4. The method for synthesizing a hydrogenated heat polymerized petroleum resin for ink according to claim 1, wherein: the mixed raw material A is an ethylene cracking C9 distillation section, and typical components and mass percentages thereof are as follows: 35-40% of dicyclopentadiene, 1-2% of cyclopentadiene, 1-2% of methyl cyclopentadiene, 3-4% of ethyl toluene, 6-8% of methyl styrene and 1-2% of trimethylbenzene, wherein the 1-2% of indene is a mixture of cyclopentadiene, dicyclopentadiene, methyl cyclopentadiene, ethyl toluene, methyl styrene, trimethylbenzene and indene.

5. The method for synthesizing a hydrogenated heat polymerized petroleum resin for ink according to claim 1, wherein: the mixed raw material B comprises the following typical components in percentage by mass: 80-85% of dicyclopentadiene and 3-4% of cyclopentadiene.

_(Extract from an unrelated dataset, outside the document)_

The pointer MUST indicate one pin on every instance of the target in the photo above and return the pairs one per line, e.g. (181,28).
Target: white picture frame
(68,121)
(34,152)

6. The method for synthesizing a hydrogenated heat polymerized petroleum resin for ink according to claim 1, wherein: the typical components and mass percentage of the mixed raw material C are that the styrene content is 35-40%, the methyl styrene content is 2-5%, the phenylpropylene content is 2-5%, the xylene content is 8-12%, the ethyl toluene content is 2-5%, and the propyl benzene content is 1-3%.

7. The method for synthesizing a hydrogenated heat polymerized petroleum resin for ink according to claim 1, wherein: the typical components and mass percentage of the mixed solvent D are 2-6% of toluene, 50-60% of dimethylbenzene, 5-15% of ethylbenzene, 3-5% of ethyltoluene, 1-2% of propyl benzene and 1-2% of trimethylbenzene.

8. The method for synthesizing a hydrogenated heat polymerized petroleum resin for ink according to claim 1, wherein: the hydrogenation catalyst E is selected from a supported nickel catalyst taking diatomite as a carrier, the nickel content of the catalyst is 30-70%, and the average pore diameter of the catalyst is 1-10 nanometers.